# Libnodave 64 Bit Beispiel-Projekt (VB)



## Deep Blue (27 Februar 2019)

Hallo,

bitte steinigt mich nicht wenn ich frage, ob vielleicht jemand ein Beispielprojekt in VB lauffähig unter Win 64 Bit für mich hätte. Hatte eins im Forum für 32 Bit gefunden, was leider beim Aufruf der IP Adresse der SPS einen Fehler wirft:

"System.BadImageFormatException ist aufgetreten.  HResult=0x8007000B
  Nachricht = Es wurde versucht, eine Datei mit einem falschen Format zu laden. (Ausnahme von HRESULT: 0x8007000B)"

Nehme mal an das es statt der 64 Bit die 32 Bit erwartet. Es fällt mir als nicht GitHub-Kenner schwer, dort die erforderlichen Dateien zusammen zu stellen. Daher frage ich hier nach einer "All In" Lösung.

Nochmals Sorry für die Anfrage, da ja bestimmt schon im Forum woanders gestellt. Aber ich finde die passende Lösung einfach nicht.


----------



## Ruud (10 September 2020)

Hallo,

Ich muss eine alte vb.net application (wodrin libnodave 32 bit) umsetzen nach eine 64 bits application, hast du vielleicht schon so ein beispiel?


----------



## Fluffi (10 September 2020)

Mit einem Beispielprogramm kann ich leider nicht dienen, aber ich kann dir sagen, dass der Wechsel an sich kein Problem sein sollte. Bei meinen Programmen, welche Libnodave verwenden, war das kein Problem. Einfach statt der 32-bit die 64-bit dll einbinden und das Programm auf x64 Zielarchitektur kompilieren.


----------



## Jochen Kühner (10 September 2020)

Schau dir mal meine Wrapper Bibliothek dazu an, inkl. einiger beispiele: https://github.com/dotnetprojects/DotNetSiemensPLCToolBoxLibrary


----------



## Ruud (14 September 2020)

Ok, dan probieren ich das mal, woher bekomme ich den 64-bit dll?


----------



## PN/DP (14 September 2020)

Ruud schrieb:


> Ok, dan probieren ich das mal, woher bekomme ich den 64-bit dll?

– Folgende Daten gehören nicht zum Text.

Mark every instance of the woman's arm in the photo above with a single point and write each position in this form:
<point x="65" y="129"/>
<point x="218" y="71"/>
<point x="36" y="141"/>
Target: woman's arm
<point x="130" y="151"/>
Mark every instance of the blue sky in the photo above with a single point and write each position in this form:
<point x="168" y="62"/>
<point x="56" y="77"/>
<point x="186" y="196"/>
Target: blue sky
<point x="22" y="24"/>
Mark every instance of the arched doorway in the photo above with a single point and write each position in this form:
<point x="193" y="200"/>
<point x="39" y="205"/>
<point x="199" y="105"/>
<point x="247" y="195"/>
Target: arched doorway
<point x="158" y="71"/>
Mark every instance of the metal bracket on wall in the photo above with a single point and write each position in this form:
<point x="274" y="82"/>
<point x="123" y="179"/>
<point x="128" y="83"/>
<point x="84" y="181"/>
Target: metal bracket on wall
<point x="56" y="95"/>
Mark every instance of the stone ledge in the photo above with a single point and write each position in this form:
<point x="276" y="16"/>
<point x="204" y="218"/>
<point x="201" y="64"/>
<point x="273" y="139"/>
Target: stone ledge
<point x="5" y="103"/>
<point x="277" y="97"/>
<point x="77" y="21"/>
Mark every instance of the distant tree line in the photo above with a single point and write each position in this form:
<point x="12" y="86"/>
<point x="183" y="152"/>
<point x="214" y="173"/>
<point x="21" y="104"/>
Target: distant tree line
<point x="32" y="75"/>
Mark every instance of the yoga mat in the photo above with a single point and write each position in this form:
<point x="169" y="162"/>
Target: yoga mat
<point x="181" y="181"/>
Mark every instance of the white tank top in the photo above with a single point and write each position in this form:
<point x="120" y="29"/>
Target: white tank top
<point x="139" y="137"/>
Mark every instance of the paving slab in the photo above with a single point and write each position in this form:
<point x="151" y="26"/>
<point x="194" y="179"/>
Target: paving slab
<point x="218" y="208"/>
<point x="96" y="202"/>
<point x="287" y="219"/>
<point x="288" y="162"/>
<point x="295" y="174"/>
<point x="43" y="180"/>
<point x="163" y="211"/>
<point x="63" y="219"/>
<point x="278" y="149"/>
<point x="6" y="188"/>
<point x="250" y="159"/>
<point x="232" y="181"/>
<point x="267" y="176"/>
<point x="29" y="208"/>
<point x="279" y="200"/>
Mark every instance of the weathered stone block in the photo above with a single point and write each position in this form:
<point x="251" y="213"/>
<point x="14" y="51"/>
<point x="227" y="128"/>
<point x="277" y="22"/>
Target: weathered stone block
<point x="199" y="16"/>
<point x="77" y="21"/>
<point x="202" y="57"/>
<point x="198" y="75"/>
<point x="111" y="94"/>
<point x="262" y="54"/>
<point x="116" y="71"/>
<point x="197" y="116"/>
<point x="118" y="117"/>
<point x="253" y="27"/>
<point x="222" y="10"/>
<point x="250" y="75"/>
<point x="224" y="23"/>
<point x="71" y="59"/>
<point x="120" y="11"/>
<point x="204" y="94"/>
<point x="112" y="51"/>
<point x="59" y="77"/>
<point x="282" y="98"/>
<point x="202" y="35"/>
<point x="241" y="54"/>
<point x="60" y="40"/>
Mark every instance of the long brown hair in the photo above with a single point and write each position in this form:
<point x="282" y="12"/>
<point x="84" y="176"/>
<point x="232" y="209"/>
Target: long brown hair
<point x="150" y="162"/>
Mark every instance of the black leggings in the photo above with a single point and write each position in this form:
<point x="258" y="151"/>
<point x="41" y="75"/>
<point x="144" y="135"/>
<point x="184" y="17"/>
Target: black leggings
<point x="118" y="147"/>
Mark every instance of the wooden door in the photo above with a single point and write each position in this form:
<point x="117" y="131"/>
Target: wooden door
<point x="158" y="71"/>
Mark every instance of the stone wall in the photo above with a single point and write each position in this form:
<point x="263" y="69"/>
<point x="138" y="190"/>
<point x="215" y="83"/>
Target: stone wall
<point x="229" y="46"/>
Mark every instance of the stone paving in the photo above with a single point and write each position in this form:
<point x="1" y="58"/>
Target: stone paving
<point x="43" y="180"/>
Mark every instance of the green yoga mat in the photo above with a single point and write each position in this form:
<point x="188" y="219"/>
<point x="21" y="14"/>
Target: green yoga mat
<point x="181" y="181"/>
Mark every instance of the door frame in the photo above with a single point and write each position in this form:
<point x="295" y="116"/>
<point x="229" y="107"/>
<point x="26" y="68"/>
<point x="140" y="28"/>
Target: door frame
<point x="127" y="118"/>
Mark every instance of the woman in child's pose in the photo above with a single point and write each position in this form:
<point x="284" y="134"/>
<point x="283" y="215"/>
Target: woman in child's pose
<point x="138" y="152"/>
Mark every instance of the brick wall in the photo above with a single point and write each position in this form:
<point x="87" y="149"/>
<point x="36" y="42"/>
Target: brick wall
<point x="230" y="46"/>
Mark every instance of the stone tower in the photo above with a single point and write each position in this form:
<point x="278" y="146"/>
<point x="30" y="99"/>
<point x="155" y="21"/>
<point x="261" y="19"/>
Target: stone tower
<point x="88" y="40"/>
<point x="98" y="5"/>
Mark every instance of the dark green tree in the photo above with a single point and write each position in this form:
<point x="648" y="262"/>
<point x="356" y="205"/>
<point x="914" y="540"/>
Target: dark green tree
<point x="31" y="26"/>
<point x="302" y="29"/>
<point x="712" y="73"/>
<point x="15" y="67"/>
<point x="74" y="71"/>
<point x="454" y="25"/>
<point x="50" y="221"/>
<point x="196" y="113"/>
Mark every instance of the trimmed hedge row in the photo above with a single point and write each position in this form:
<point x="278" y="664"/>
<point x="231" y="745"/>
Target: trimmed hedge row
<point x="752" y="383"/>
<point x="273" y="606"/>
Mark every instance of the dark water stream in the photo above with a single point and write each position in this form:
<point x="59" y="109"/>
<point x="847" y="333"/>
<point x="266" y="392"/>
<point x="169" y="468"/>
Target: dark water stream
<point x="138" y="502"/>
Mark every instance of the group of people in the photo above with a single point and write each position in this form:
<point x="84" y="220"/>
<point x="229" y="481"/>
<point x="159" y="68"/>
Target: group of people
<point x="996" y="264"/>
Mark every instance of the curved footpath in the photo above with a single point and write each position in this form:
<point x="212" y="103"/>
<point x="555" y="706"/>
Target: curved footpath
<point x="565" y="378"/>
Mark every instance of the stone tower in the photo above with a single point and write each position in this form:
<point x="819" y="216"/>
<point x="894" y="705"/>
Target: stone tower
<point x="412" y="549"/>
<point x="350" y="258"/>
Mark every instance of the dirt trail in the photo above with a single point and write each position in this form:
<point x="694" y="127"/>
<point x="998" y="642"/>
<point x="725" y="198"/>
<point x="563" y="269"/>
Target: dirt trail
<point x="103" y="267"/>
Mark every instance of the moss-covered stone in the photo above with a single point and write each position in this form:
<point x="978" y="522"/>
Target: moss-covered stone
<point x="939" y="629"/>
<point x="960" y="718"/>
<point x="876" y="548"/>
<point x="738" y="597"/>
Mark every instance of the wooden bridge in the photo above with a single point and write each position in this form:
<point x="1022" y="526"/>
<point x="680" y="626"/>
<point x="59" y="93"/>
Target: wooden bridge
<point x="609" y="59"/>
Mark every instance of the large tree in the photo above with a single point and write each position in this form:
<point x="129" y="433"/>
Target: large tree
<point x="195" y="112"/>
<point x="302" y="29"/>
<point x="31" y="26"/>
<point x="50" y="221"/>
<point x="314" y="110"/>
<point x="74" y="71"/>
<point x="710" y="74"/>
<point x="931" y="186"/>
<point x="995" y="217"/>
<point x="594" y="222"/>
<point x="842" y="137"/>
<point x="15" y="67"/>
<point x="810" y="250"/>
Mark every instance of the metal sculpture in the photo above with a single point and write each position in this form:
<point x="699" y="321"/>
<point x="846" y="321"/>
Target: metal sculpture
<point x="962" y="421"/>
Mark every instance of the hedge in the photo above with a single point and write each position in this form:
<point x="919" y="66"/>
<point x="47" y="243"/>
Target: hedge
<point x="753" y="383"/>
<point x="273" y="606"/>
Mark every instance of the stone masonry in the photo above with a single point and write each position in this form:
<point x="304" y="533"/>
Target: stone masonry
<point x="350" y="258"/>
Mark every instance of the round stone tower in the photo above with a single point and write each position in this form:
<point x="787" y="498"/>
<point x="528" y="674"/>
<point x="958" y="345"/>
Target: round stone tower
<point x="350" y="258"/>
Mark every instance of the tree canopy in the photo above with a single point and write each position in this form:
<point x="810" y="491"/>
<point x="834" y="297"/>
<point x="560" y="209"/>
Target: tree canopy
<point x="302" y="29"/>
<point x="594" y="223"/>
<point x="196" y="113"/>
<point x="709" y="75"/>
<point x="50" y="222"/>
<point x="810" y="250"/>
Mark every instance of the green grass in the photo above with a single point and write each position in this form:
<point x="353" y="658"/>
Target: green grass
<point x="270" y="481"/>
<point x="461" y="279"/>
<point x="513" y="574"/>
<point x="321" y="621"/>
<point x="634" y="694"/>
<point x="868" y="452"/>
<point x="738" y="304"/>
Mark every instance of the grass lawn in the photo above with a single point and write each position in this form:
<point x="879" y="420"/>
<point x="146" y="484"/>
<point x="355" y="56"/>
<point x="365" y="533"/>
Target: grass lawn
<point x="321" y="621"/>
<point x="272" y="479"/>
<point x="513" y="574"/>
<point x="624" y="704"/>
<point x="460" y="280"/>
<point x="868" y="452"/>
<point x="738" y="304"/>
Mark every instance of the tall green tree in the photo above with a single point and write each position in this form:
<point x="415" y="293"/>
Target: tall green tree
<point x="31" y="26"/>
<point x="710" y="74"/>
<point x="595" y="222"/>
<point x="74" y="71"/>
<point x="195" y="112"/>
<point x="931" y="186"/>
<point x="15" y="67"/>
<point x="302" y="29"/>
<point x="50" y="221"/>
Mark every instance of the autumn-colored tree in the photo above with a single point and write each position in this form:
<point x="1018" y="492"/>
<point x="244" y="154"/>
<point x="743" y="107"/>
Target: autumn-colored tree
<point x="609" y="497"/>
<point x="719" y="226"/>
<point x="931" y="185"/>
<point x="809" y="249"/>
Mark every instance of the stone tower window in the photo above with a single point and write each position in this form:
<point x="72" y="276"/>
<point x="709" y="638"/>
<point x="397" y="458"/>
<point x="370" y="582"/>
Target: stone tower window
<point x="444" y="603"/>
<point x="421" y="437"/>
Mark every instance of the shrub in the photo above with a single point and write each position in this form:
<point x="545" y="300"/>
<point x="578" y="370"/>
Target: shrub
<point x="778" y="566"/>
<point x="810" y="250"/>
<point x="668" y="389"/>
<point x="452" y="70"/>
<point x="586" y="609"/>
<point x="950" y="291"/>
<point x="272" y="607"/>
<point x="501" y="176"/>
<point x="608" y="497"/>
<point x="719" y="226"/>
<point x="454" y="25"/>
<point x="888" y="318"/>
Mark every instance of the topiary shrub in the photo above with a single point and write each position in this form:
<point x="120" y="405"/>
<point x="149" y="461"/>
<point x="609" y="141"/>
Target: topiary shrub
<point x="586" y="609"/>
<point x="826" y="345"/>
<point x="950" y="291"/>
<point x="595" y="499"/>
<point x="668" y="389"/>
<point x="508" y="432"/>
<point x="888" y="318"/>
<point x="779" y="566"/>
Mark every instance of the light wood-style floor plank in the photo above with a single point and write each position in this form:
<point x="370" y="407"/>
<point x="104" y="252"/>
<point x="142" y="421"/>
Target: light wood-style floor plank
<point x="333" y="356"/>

In dem Link von Jochen Kühner im Beitrag vor Dir gehe in den Ordner externalDlls/libnodave, da findest Du die libnodave_jfkmod64.*

Aus den Forums-FAQ:


PN/DP schrieb:


> Eine für 64-Bit kompilierte Version der libnodave.dll findet man hier:
> https://github.com/dotnetprojects/DotNetSiemensPLCToolBoxLibrary  /externalDlls/ *libnodave_jfkmod64.dll*
> siehe auch http://www.sps-forum.de/hochsprachen-opc/61647-libnodave-64-bit.html



Harald


----------



## Ruud (30 September 2020)

Ich probiere gerade die libnodave_jfkmod64.dll

In meine declartion habe ich die libnodave.dll ersetzt durch die libnodave_jfkmod64.dll

Private Declare Function daveNewInterface Lib "libnodave_jfkmod64.dll" (ByVal fd1 As Integer, ByVal name As String, ByVal localMPI As Integer, ByVal protocol As Integer, ByVal speed As Integer) As Integer



Wenn ich eine neue interface machen will bekomme ich eine fehler

 If sConnType = "ISO over TCP" Then myDI = daveNewInterface(myPH, "IF1", 0, daveProtoISOTCP, daveSpeed187k)

Attempted to read or write protected memory.










Hat jemand eine idee was ich hier falsch mache?


----------



## PN/DP (30 September 2020)

Ich hatte mit Excel 64 Bit VBA auch Probleme, daß daveNewInterface aus der libnodave_jfkmod64.dll abschmiert - wir konnten nicht klären warum.
Ich hatte dann Erfolg mit davePascalNewInterface(..) siehe hier

Harald


----------